On art and artist,   J Swaminathan  has said this :-

“ Cultural experiences and activity in India is a multi-level phenomenon - and these levels are often mutually independent and non-interacting - it is the urban and the so-called modern sense of contemporarily that appears to dominate the scene and thus to distort the real perspective.
It would be a misguided belief to expect that an artist could change the whole society within his lifetime. In that case he should give up his work and devote himself solely to bringing about social transformation. Other than the marketplace where else does the artist have a dialogue with society? The easel and the painting will remain an artist's personal property and not the people's and that's the truth. I had very strong romantic inclinations within me. I kept Jigar Moradabadi Saheb in high esteem. I even set out to write his biography.”
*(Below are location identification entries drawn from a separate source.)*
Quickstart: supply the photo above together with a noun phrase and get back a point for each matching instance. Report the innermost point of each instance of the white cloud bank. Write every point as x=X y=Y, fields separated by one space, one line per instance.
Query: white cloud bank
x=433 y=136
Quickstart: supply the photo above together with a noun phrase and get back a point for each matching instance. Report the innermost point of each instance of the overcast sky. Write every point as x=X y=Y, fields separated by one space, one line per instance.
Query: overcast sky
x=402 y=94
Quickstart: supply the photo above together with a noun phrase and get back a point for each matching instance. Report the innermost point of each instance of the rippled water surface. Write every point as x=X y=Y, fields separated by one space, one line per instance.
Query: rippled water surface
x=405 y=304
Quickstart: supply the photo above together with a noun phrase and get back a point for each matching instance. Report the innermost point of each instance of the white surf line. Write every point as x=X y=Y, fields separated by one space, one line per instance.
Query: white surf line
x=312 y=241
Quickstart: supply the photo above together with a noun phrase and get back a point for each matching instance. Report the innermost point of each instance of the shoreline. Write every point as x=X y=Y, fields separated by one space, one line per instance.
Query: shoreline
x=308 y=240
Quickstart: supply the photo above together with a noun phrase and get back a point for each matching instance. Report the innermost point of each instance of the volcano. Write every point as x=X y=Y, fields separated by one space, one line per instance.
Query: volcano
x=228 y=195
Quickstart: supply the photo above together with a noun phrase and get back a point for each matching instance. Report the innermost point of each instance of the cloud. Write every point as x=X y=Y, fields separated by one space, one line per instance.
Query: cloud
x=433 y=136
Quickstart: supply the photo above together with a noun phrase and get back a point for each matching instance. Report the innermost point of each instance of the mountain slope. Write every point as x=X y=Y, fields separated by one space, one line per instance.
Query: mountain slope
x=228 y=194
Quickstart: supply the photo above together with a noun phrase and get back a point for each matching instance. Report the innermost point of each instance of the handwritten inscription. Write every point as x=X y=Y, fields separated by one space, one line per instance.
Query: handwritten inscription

This is what Shruti Ramlingaih writes about Jagdish Swaminathan's art:-

" Swaminathan’s versions of recurring nature in a tree, bird, insects are a less frequent result of observational dimensions but results to transform to the realms of mystic. His interest to explore the concept of illusory nature of the manifest world and these concerns informed his paintings frequently in Bird, Mountain and Tree series. He devised pictorial tools to display asymmetrical and detailed versions of mountains in aerial views as a metaphor to reflect on infinity.”

Swaminathan was heavily influenced by folk and tribal art, Pahari miniatures and Indian mythology. In the Bird, Tree and Mountain series he melds together those three aspects, translating both volume and distance onto a flat, uni-dimensional surface, in his attempt to reveal undiscovered forces of nature. Swaminathan’s use of geometric shapes in his work is inspired by Yantras, geometric tantric diagrams that aid in meditation/prayer. Yantras resonated with Swaminathan and other neo-Tantric artists in India in the late twentieth-century, including G R Santosh and Biren De. While neo-Tantric abstractions often employ bold colors and strong lines, Swaminathan’s earthy colors and fluid forms indicate another key influence: tribal and folk art. Swaminathan wrote extensively about indigenous art in India, advocating for rural and tribal artists to be treated as contemporary artists and collaborators, rather than marginalized practitioners of tradition. He discovered Jangarh Singh Shyam, a Gond tribal artist of Madhya Pradesh.

He was awarded the Jawaharlal Nehru Fellowship during 1968-70 . He was also the Founder-Director of Roopankar Museum, Bharat Bhavan, Bhopal during the period 1981-90.  He was a member of the International Jury of the Sao Paulo Biennale and served on the board of the Indian Council for Cultural Relations.